# Soldier Creek Ice Off



## 3arabians (Dec 9, 2014)

Now is the time to get up there. I have never been able to hit the timing right for ice off. Seems like there is always something that gets in the way. Finally made it up with the wife and kids this morning. I was not dissapointed. Castmasters, Paddlebugs, and a Shad Rapala did the trick. Caught several cuts in the slot, the biggest was 20 inches and a couple nice football sized rainbows that are about to hit the grill.

The strawberry side is still mostly ice while the soldier creek side will probably be all open water in a day or two I'm guessing. Cold and windy. Hard on the little ones. Bundle em up.
































Sent from my SAMSUNG-SM-G891A using Tapatalk


----------



## taxidermist (Sep 11, 2007)

Nice work! Always great when the kids get to go with Dad fishing! I need to get up there. :shock:


----------



## BGD (Mar 23, 2018)

Ya gotta love it when a plan comes together! Nice fish!


----------



## Slayer (Feb 3, 2013)

We were there today too. Looks like you did better than we did. We got a few small rainbows.


----------



## BG1 (Feb 15, 2013)

That’s what good karma being a true Jazz fan gets you!


----------



## taxidermist (Sep 11, 2007)

BG1 said:


> That's what good karma being a true Jazz fan gets you!


:shock::shock::shock:


----------



## LOAH (Sep 29, 2007)

Nice! Bring on that soft water.


----------



## Dunkem (May 8, 2012)

Looks a bit cold-- I like that area to fish.


----------



## 3arabians (Dec 9, 2014)

Dunkem said:


> Looks a bit cold-- I like that area to fish.

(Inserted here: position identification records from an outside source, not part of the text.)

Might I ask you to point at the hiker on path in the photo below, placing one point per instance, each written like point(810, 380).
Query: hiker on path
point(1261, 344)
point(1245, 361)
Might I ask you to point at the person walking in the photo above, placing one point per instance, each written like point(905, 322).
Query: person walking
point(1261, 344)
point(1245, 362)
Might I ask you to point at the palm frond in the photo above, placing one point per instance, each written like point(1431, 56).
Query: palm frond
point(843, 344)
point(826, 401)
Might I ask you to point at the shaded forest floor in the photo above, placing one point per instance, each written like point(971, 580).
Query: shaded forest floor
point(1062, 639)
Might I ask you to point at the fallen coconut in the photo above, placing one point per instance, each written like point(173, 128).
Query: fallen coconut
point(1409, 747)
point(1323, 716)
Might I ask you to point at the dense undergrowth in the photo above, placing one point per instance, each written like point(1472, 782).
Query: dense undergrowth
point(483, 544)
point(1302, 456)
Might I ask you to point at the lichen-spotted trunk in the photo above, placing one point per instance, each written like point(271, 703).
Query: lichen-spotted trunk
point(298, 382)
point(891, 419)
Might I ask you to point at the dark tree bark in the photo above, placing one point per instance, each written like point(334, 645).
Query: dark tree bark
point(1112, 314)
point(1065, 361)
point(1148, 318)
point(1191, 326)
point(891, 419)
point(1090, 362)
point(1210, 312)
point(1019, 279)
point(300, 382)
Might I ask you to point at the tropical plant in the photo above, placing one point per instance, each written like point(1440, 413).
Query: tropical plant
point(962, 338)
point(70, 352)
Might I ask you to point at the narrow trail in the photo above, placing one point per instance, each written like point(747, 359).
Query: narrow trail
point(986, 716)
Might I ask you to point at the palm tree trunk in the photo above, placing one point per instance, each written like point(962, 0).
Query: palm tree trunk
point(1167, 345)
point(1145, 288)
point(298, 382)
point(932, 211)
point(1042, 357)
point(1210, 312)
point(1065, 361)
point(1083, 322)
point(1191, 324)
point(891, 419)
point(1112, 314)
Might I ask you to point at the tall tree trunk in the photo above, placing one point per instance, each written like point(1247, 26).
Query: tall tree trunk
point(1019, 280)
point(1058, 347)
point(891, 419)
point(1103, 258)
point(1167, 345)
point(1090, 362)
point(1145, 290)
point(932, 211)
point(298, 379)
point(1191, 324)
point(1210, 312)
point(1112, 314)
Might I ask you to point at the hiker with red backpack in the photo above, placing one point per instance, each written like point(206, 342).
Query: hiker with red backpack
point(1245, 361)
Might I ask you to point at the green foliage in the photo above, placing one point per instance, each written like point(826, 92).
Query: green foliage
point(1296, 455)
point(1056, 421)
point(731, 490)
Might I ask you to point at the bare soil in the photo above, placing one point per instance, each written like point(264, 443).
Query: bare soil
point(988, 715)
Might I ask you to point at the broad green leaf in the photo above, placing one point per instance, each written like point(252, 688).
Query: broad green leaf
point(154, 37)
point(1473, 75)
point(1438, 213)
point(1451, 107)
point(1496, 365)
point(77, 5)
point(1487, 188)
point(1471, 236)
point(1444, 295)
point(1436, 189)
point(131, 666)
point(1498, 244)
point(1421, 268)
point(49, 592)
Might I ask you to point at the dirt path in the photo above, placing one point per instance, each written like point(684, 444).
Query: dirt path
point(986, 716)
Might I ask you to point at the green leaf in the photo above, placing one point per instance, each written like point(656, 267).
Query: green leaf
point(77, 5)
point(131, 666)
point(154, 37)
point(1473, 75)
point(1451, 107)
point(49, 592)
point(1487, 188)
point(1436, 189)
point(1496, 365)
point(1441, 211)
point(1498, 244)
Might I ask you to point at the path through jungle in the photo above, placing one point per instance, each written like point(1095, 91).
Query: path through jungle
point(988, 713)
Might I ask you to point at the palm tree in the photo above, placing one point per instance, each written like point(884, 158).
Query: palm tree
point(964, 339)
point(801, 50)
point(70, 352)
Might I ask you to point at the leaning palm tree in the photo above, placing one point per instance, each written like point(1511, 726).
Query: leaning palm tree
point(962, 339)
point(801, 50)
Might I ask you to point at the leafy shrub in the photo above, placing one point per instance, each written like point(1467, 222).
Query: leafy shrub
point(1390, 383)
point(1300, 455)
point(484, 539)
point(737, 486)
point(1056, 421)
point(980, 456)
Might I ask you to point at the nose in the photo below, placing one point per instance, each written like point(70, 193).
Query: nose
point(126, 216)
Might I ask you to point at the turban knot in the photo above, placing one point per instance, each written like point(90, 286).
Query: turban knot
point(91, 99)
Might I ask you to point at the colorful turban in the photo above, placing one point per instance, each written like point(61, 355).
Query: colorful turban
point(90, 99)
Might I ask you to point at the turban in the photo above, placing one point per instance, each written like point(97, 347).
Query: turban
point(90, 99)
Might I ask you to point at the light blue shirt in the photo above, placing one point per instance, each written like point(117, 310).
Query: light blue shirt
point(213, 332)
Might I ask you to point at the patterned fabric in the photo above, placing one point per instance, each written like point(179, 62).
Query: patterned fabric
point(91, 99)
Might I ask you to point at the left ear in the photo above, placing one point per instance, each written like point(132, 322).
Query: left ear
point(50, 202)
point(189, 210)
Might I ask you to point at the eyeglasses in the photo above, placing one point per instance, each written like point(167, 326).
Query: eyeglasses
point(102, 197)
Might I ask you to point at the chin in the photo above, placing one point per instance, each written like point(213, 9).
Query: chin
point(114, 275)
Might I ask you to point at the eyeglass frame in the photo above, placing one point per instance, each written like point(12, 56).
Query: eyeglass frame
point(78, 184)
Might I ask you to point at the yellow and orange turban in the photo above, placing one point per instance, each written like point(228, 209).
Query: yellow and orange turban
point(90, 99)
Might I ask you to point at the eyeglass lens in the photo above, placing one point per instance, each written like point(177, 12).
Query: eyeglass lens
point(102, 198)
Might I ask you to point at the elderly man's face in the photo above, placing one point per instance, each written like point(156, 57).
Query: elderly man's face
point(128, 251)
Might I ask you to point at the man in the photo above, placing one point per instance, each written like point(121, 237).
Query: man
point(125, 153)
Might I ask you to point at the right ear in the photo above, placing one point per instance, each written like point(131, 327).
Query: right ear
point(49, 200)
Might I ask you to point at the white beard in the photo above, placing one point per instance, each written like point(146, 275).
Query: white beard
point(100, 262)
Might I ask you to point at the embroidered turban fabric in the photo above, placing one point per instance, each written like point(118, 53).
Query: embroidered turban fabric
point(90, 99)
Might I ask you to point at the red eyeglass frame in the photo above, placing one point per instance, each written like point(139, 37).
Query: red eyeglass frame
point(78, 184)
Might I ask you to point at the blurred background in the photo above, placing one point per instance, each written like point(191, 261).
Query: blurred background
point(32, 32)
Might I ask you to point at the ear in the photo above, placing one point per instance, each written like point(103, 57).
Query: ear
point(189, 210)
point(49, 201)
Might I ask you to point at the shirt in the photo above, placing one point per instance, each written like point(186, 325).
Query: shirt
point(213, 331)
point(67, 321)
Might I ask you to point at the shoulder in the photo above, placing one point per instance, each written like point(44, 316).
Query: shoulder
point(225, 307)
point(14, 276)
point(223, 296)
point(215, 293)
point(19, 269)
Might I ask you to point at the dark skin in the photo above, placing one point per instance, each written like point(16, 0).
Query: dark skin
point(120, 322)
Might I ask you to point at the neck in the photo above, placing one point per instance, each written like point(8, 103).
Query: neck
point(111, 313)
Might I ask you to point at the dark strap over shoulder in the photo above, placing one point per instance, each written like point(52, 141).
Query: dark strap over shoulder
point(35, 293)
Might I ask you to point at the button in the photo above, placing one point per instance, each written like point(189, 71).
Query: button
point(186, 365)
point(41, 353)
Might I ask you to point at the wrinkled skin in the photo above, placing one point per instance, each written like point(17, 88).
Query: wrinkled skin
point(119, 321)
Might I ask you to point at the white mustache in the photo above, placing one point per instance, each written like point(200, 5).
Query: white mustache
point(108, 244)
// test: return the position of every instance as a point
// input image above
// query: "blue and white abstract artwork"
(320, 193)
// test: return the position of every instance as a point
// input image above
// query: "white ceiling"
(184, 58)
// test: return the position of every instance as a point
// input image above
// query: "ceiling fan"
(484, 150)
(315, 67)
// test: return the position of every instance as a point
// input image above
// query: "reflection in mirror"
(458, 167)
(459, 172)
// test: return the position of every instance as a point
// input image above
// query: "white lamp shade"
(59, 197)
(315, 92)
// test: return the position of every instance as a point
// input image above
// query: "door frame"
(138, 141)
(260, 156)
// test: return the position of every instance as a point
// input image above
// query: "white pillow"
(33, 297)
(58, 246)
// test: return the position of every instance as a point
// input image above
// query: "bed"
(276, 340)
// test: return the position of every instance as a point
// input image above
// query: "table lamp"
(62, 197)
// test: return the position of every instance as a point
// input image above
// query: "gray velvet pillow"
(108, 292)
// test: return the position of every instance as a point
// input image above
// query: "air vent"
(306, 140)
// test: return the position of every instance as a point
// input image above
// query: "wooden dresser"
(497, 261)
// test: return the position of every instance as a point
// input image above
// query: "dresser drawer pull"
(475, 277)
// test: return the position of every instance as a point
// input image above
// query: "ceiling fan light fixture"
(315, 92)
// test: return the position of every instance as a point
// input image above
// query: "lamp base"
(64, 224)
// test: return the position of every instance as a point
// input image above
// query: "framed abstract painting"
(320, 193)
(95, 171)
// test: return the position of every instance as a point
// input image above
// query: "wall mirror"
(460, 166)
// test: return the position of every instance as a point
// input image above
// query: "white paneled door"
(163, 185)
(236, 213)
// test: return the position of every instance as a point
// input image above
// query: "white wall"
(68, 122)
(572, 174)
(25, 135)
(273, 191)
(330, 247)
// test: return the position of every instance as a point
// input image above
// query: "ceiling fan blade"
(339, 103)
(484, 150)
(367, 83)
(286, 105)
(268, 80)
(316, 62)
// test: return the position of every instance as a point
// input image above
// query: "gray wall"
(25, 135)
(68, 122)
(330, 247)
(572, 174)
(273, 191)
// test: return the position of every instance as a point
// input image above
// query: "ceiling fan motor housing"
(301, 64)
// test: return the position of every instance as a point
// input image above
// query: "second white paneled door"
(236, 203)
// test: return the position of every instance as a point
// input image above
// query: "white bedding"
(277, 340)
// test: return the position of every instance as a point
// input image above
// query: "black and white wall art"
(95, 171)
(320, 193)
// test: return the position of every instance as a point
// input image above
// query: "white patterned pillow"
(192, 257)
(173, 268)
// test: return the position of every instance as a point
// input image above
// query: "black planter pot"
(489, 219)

It was chilly. We got there about 8am and 20 degrees. Temp warmed up as the sun rose but that dang wind brrrrr

Sent from my SAMSUNG-SM-G891A using Tapatalk


----------



## KineKilla (Jan 28, 2011)

Anybody been up there since that time?

I'm particularly interested in whether the ice is fully off of Soldier Creek or not yet. I'm getting antsy about getting my boat in the water for some spring fishing.


----------



## SureShot (Oct 2, 2007)

The Soldier Creek side is completely ice-free and the Strawberry side was open anywhere from 10 to 100 yards on Saturday.


----------



## 3arabians (Dec 9, 2014)

Looks like the strawberry bay area is ice free as of today. 

Sent from my SAMSUNG-SM-G891A using Tapatalk


----------